Là où les prédicateurs prêchent contre « la connaissance charnelle des femmes » comme s’il s’agissait d’un complot communiste et réclament des lois anti-tabac et anti-littérature obscène comme si l’un était une crypto-couverture pour l’autre ; là où les filles sont plus belles que dans tous les États voisins et à peine moins consentantes que celles des collines côté Missouri, et où la virginité avant le mariage (ou, en l’occurrence, la puberté) compte moins que la fréquentation assidue de l’église. Le calvinisme y est enraciné bien plus profondément encore que les silos à missiles, et les Amish plus respectés que les papistes. Ici, les femmes, échaudées de s’être entichées de Jackie Kennedy, ne se laisseront plus avoir par Jackie Onassis.

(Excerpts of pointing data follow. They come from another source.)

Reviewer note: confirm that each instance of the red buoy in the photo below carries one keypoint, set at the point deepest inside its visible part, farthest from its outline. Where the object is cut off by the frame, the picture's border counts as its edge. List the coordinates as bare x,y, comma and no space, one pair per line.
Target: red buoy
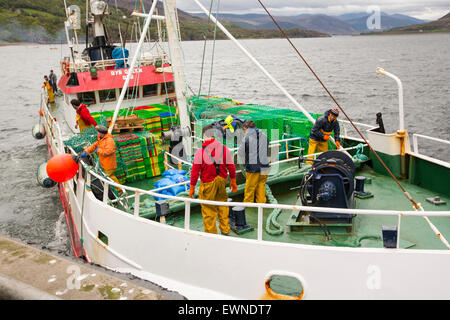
62,167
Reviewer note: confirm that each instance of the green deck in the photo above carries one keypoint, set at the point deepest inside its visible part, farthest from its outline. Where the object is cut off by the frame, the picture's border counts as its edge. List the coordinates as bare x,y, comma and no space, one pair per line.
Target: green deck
415,231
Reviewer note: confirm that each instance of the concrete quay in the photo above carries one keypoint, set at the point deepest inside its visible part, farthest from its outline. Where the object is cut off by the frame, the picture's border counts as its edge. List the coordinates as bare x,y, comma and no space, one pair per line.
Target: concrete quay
27,273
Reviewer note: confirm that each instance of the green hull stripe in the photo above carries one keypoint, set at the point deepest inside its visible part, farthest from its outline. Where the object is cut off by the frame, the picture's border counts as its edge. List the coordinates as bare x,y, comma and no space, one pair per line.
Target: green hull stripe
429,175
392,162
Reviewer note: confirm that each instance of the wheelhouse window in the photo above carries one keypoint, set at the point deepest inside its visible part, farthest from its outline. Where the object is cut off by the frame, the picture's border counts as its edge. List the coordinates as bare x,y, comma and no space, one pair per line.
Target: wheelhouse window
170,87
107,95
87,97
132,93
150,90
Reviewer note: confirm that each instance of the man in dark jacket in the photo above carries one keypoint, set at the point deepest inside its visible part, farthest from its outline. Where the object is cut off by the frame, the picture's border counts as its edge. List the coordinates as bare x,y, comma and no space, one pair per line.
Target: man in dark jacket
53,81
321,132
83,116
254,150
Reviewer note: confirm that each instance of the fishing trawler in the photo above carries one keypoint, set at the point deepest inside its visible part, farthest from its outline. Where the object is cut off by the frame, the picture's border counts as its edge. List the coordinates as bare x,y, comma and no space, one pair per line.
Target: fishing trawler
367,221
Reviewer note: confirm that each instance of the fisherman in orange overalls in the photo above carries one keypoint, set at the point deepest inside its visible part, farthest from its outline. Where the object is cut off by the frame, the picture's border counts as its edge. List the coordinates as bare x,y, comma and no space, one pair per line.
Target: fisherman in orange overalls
212,163
105,147
321,132
50,94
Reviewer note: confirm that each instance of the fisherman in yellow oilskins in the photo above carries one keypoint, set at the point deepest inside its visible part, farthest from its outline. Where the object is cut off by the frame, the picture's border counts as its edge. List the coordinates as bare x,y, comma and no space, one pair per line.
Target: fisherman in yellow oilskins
213,163
254,150
321,132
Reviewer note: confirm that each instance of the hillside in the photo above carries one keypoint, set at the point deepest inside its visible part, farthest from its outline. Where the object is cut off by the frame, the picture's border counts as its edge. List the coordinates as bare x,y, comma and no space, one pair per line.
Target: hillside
42,21
388,21
350,23
319,22
440,25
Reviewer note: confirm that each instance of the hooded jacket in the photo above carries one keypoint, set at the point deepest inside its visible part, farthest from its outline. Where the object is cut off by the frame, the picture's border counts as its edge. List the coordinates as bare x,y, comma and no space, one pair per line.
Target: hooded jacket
204,167
254,149
323,125
85,115
106,151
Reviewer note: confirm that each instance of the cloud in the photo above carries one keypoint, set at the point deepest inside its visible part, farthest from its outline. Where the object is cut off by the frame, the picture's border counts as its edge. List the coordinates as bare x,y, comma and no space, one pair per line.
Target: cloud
434,9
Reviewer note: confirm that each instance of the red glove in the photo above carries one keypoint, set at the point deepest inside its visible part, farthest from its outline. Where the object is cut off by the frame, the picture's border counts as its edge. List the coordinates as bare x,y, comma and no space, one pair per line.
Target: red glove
233,185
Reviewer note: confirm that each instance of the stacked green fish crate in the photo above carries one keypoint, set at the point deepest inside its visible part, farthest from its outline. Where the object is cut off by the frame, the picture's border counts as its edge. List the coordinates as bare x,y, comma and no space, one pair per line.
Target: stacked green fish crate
278,123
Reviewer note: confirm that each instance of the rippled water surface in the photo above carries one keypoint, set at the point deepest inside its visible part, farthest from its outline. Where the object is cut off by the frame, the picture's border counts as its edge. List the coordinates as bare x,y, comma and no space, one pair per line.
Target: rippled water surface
345,64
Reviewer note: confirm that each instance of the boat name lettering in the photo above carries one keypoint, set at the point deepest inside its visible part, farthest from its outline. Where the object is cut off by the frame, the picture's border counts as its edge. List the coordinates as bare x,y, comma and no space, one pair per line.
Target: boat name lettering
124,71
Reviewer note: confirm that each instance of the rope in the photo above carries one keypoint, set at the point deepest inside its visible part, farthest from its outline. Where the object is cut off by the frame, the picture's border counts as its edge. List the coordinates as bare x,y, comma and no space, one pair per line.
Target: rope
408,196
272,219
214,46
359,153
201,70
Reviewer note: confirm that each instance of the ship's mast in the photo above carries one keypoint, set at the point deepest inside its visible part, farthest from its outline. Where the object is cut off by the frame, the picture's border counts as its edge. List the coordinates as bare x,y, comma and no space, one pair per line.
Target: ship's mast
174,41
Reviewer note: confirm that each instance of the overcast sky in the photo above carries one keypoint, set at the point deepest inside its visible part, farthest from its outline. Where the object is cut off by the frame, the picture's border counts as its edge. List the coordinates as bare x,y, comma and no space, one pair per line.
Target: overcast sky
422,9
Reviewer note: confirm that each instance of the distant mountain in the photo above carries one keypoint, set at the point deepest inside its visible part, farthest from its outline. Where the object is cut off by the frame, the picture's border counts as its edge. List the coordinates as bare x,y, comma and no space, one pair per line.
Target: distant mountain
42,21
387,21
350,23
440,25
327,24
318,22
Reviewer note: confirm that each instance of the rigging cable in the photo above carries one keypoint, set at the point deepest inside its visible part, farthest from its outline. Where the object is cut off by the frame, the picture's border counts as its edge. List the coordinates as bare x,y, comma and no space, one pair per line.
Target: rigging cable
335,101
407,195
214,47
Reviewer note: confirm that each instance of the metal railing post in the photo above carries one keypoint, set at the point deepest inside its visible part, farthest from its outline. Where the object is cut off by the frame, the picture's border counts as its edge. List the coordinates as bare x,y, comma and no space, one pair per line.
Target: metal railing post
137,197
105,192
187,215
415,144
260,219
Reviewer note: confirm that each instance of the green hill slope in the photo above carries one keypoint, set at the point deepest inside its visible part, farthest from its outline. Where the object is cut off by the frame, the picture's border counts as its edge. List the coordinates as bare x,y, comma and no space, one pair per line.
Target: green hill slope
43,20
440,25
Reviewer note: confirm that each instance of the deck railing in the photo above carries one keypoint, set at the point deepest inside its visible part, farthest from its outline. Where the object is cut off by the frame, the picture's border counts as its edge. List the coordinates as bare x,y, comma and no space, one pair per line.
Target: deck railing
259,206
416,148
84,65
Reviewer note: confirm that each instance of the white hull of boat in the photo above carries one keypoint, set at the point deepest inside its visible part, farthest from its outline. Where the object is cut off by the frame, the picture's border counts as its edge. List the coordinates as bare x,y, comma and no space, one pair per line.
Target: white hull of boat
206,266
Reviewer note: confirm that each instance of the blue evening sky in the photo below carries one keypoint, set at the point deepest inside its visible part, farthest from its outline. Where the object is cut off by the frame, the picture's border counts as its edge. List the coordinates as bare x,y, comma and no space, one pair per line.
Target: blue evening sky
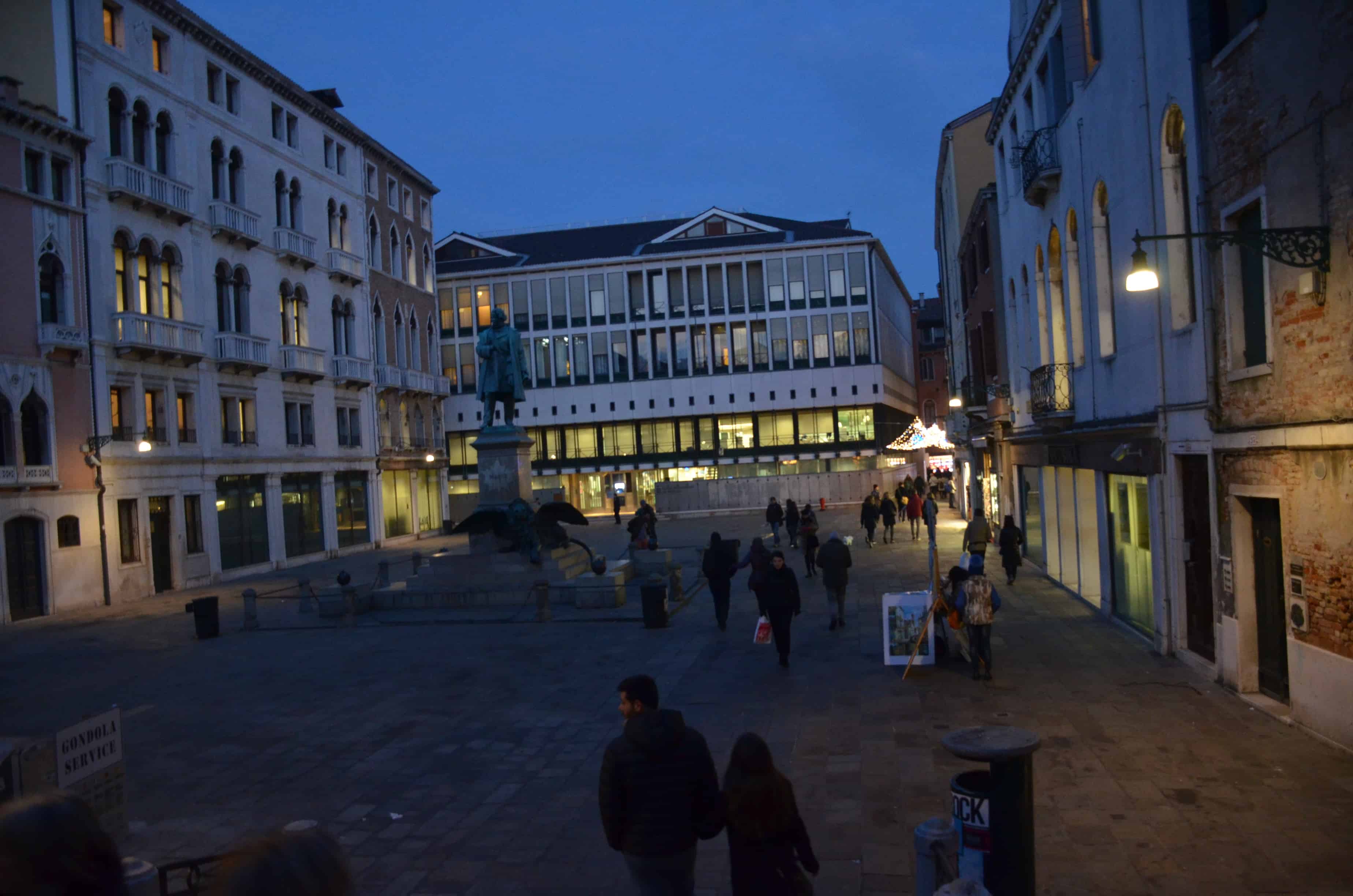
547,113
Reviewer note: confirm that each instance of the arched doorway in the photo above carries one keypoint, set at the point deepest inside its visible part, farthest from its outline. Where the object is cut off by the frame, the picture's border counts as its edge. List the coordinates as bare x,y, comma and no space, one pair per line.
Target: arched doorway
25,568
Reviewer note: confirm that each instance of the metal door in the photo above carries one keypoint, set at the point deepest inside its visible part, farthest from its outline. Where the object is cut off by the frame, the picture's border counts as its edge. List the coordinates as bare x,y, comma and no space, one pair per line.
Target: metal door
1270,604
161,564
1198,557
23,568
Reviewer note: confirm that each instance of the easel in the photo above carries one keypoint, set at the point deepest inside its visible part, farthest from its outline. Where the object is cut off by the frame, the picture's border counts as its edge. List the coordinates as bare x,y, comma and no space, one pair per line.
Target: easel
937,603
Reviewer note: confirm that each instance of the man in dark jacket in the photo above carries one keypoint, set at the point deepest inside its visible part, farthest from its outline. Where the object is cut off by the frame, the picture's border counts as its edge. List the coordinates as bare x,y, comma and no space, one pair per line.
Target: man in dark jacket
834,560
658,794
719,566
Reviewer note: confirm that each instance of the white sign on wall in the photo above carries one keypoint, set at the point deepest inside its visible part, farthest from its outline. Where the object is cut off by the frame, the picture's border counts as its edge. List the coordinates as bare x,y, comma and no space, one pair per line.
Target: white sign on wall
89,746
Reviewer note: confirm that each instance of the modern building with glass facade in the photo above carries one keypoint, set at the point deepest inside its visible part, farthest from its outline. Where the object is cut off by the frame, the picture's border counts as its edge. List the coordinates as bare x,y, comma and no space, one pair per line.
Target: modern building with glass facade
704,347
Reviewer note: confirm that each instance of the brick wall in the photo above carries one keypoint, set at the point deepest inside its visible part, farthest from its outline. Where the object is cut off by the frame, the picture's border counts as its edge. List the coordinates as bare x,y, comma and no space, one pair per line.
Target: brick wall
1317,531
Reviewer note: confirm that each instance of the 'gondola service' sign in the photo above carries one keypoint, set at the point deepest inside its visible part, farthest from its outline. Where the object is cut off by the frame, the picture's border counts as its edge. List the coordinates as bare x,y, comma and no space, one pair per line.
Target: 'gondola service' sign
89,746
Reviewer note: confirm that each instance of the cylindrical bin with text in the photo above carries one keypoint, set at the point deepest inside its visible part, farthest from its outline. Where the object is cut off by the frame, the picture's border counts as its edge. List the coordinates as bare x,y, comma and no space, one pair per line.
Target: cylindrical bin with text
973,822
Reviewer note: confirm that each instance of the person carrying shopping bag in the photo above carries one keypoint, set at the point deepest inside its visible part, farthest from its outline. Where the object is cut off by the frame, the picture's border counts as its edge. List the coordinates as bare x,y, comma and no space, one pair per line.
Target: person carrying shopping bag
780,597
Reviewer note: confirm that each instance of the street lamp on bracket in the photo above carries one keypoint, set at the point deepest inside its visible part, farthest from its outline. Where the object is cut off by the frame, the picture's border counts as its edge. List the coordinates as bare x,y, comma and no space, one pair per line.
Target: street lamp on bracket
1294,247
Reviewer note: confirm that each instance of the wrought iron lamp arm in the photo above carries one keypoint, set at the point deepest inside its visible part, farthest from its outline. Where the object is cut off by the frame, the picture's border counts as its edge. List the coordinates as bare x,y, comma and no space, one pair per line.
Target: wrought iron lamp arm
1294,247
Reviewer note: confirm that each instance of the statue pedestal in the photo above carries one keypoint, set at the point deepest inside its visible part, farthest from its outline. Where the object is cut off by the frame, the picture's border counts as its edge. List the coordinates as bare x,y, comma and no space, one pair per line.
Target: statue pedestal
504,455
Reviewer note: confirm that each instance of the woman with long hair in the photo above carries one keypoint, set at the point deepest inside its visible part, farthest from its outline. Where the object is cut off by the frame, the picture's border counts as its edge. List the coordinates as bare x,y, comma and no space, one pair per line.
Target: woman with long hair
766,837
1010,542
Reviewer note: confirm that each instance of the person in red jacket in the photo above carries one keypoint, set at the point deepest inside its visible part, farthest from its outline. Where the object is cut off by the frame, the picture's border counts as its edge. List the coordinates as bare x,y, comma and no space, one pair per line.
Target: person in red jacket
914,514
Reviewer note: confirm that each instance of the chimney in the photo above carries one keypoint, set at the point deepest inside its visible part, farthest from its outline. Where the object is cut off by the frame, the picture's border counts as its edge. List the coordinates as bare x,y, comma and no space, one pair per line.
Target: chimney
10,90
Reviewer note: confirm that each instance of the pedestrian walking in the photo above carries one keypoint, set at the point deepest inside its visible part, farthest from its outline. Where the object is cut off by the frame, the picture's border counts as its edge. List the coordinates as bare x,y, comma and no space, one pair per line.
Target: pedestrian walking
53,844
930,515
658,792
888,514
869,519
774,516
1010,542
768,840
914,515
979,533
834,560
719,568
808,531
979,601
650,523
758,558
780,596
287,864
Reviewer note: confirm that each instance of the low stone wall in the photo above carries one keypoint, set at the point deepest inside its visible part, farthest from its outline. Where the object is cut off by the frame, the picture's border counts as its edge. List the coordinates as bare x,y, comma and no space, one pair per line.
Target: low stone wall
756,492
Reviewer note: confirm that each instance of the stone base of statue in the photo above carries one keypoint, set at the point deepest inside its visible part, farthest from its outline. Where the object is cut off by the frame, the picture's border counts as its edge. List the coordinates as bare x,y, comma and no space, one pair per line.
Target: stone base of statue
504,474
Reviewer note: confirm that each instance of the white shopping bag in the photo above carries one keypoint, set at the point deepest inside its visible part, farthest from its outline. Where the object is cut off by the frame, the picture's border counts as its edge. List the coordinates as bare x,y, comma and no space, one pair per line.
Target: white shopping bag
762,635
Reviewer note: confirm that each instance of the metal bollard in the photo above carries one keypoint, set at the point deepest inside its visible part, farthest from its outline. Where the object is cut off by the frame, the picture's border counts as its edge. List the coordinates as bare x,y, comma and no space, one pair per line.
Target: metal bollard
937,842
994,811
543,613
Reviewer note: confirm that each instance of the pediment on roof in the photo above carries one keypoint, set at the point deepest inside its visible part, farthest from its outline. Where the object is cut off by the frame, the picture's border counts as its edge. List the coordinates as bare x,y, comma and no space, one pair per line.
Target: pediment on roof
716,223
461,246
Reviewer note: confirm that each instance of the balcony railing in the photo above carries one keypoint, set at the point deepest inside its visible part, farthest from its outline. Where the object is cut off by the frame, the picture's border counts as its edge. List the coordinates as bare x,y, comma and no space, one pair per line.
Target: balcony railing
417,381
160,336
241,352
148,187
235,223
302,362
1052,389
344,266
352,372
53,337
1040,165
294,244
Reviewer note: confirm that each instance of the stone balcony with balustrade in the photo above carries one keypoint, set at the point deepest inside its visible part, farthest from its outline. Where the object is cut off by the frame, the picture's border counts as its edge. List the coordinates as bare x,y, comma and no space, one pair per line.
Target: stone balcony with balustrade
344,267
235,224
241,354
352,373
148,337
295,247
147,188
302,363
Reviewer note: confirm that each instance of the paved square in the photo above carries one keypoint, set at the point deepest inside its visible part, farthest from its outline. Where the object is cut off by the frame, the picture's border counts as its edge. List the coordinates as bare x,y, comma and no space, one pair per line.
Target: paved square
462,758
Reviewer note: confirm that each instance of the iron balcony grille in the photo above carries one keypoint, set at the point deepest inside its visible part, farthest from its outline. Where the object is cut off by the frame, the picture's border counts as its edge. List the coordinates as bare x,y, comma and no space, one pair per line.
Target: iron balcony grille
1052,389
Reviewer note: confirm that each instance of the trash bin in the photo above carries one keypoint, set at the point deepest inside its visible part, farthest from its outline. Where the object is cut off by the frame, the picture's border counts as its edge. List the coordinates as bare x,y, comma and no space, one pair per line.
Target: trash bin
206,616
972,792
654,597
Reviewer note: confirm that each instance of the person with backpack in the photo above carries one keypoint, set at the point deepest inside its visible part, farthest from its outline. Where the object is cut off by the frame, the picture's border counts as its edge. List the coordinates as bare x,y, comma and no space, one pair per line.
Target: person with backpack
977,603
719,568
774,516
758,558
808,531
888,512
835,560
792,520
768,840
979,534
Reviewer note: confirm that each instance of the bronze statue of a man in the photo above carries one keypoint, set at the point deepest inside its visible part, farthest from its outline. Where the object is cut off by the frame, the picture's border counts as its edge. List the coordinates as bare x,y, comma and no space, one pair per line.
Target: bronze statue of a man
501,370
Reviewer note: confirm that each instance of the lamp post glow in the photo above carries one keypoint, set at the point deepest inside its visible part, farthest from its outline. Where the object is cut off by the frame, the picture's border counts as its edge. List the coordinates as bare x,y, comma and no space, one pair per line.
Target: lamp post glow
1143,278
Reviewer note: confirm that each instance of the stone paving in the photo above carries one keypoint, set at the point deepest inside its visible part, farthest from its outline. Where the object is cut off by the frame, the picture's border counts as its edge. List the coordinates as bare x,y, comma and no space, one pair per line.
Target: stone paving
463,758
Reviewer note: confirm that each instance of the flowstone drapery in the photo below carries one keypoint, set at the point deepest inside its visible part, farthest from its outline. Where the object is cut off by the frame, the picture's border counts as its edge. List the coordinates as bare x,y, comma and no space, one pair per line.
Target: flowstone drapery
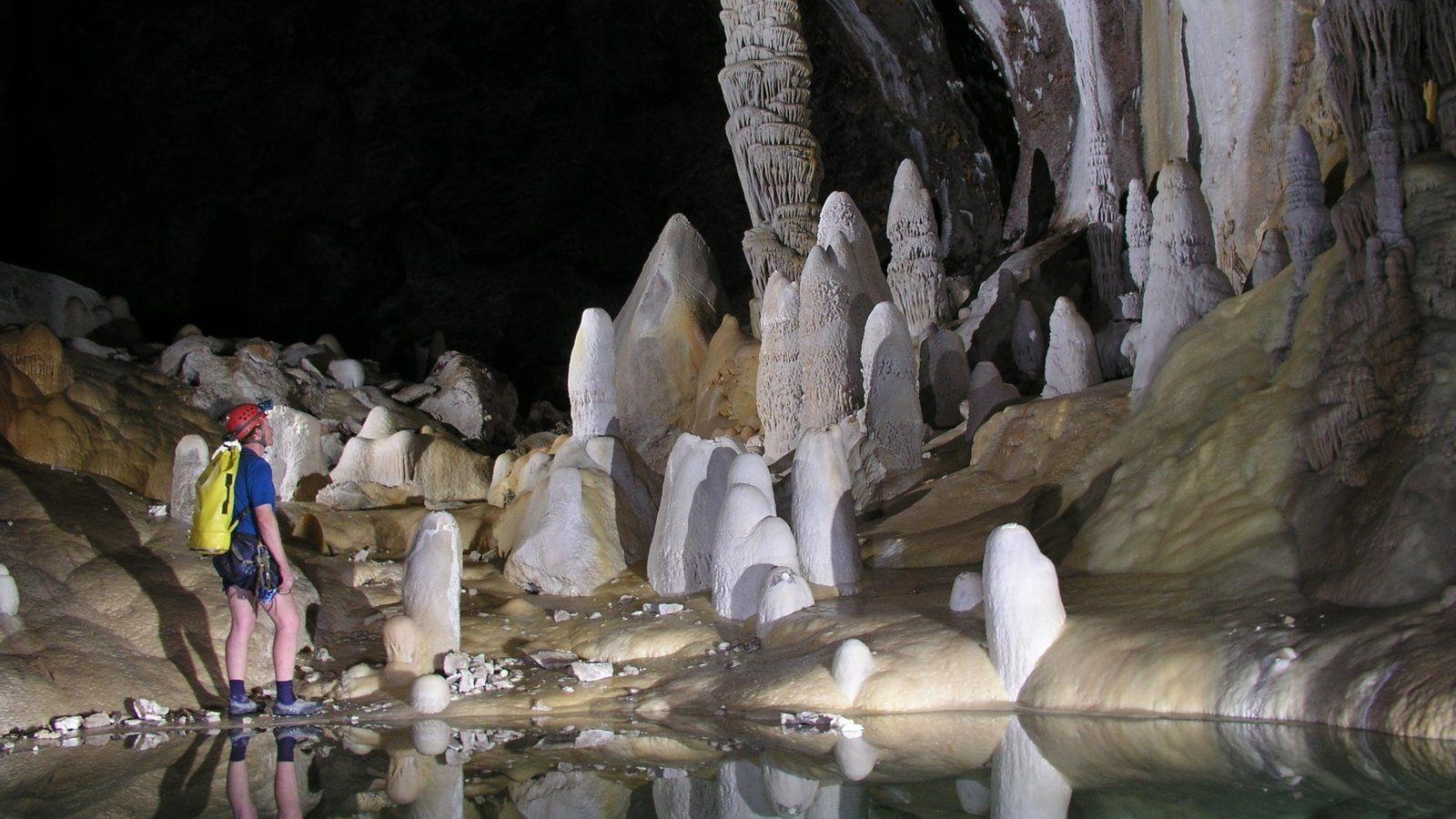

Un jardin de sable doit son titre à l’état du Kansas, vaste étendue plate comme la main du Midwest profond, fameuse pour ses champs de céréales à perte de vue et ses idéaux conservateurs empreints d’un certain pragmatisme. Jack y nait des amours juvéniles de Wilma McDeramid et d’un coureur de jupons d’origine suédoise, disparu tragiquement – bien que le récit en soit hilarant – peu après sa naissance. C’est aux parents de Wilma qu’échoit l’éducation du bambin. Surnommé « Mac », le patriarche est un homme intègre doublé d’un poissard patenté, qui poursuit Franklin Delano Roosevelt et son New Deal d’une haine inextinguible. Non sans raison, d’ailleurs, si l’on en croit le déclassement accéléré des McDeramid, contraints à renoncer à leur ferme et s’en remettre à l’État providence, malgré toutes leurs tentatives de rebondir. S’ensuivent quantité de déménagements et désillusions autour de l’obscure capitale Wichita. Auprès de Mac le fort en gueule et d’une grand-mère pétrie de principes et de bonté, Jack fait l’apprentissage d’une pauvreté digne, non exempte de colère plus ou moins rentrée, tandis que son observation solitaire de l’extérieur lui révèle déjà combien de mystérieux élancements du bas-ventre semblent faire tourner le monde…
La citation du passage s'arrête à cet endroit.